Sur Thinkerview vient de sortir un entretien avec Denis Robert au titre évocateur de « Nager avec les requins ? » que j’ai regardé hier : https://www.youtube.com/watch?v=GBuEgZwTaAM
Vous comprendrez suite à cet entretien (dans lequel Denis Robert est très mesuré) pourquoi, à mon avis, le « Média » risque fort de couler sous peu.
Par contre, il reste un espoir concernant la survie de médias réellement indépendants et nous dévoilant par des enquêtes sérieuses (ce qui n’existe plus dans les médias actuels).

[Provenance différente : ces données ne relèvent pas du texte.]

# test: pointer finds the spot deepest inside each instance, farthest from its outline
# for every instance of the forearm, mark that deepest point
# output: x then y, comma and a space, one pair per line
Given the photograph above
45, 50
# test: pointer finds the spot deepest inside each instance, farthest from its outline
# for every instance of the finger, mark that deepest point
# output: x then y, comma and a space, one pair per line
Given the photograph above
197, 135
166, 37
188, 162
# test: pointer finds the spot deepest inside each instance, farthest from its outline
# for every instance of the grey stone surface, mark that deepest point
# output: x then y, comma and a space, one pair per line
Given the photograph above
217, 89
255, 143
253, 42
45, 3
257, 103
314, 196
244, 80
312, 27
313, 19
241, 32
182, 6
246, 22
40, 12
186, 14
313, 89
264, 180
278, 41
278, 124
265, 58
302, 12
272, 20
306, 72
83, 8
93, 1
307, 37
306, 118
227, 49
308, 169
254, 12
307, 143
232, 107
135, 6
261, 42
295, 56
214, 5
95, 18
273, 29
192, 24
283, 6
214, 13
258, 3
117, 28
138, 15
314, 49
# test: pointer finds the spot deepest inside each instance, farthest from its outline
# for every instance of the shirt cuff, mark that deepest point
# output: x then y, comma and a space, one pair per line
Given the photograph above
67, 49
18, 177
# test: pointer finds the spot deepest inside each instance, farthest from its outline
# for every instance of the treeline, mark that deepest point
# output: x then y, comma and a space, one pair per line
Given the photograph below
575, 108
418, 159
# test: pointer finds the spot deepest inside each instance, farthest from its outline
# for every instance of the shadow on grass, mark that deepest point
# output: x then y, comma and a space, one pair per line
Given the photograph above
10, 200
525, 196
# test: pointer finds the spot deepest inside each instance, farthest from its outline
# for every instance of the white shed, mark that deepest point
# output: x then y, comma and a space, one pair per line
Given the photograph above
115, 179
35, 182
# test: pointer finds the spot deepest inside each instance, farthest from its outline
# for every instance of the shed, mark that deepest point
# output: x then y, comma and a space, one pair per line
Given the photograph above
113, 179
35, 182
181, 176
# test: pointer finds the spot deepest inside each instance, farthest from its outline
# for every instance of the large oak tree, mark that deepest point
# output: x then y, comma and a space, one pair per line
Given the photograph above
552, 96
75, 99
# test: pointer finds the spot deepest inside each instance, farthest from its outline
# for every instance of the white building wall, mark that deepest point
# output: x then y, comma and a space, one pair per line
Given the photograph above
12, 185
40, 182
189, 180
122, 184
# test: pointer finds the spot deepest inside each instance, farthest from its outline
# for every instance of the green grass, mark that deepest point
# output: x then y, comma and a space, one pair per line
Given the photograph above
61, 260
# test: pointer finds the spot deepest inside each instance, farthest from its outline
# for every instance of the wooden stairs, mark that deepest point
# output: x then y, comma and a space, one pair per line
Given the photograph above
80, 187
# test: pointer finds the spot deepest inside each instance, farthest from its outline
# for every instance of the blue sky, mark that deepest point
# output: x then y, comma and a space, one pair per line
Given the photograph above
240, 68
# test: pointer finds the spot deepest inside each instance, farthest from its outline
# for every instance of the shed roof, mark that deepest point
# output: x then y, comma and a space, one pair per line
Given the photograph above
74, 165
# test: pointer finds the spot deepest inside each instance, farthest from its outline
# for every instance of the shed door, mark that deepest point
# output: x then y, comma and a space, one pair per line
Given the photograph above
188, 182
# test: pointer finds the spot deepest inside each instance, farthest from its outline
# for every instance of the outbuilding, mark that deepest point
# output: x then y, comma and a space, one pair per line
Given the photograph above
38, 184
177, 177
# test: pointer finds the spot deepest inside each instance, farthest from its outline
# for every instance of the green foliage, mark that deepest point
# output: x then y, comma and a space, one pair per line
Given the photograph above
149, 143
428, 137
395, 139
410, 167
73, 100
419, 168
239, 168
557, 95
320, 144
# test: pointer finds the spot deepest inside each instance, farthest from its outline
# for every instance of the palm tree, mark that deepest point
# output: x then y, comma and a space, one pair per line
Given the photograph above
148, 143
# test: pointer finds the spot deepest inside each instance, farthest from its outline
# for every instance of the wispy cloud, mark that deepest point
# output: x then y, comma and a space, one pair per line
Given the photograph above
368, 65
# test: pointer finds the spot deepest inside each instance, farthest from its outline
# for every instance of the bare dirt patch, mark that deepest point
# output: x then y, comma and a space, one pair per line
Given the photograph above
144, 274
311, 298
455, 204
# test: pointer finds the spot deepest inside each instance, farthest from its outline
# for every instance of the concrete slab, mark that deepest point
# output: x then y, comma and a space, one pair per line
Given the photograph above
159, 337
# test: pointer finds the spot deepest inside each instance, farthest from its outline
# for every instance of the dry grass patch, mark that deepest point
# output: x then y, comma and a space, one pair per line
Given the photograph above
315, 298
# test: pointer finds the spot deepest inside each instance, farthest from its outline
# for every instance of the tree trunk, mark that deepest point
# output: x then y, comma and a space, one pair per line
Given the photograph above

Denis Robert compte lancer un nouveau « Média » qui devrait à nouveau être réellement informatif et dénoncer les magouilles ignobles de « nos » dirigeants et de « leurs » mécènes.
Espérons qu’il parvienne aussi à se rapprocher d’Aude Lancelin (qui s’en est pris « plein la gueule » de la part de ses anciens « collègues » – espérons qu’elle s’en remette, Denis + Aude devraient former une équipe de choc redoutable contre les ploutocrates).
Je vous incite tous à suivre l’évolution de ce projet qui me semble être nécessaire à la liberté d’information en vous inscrivant comme moi sur cette page : https://infos.leprojet.tv/
Il en va de la liberté d’information CRÉDIBLE et réellement INDÉPENDANTE, au service de TOUTE la population.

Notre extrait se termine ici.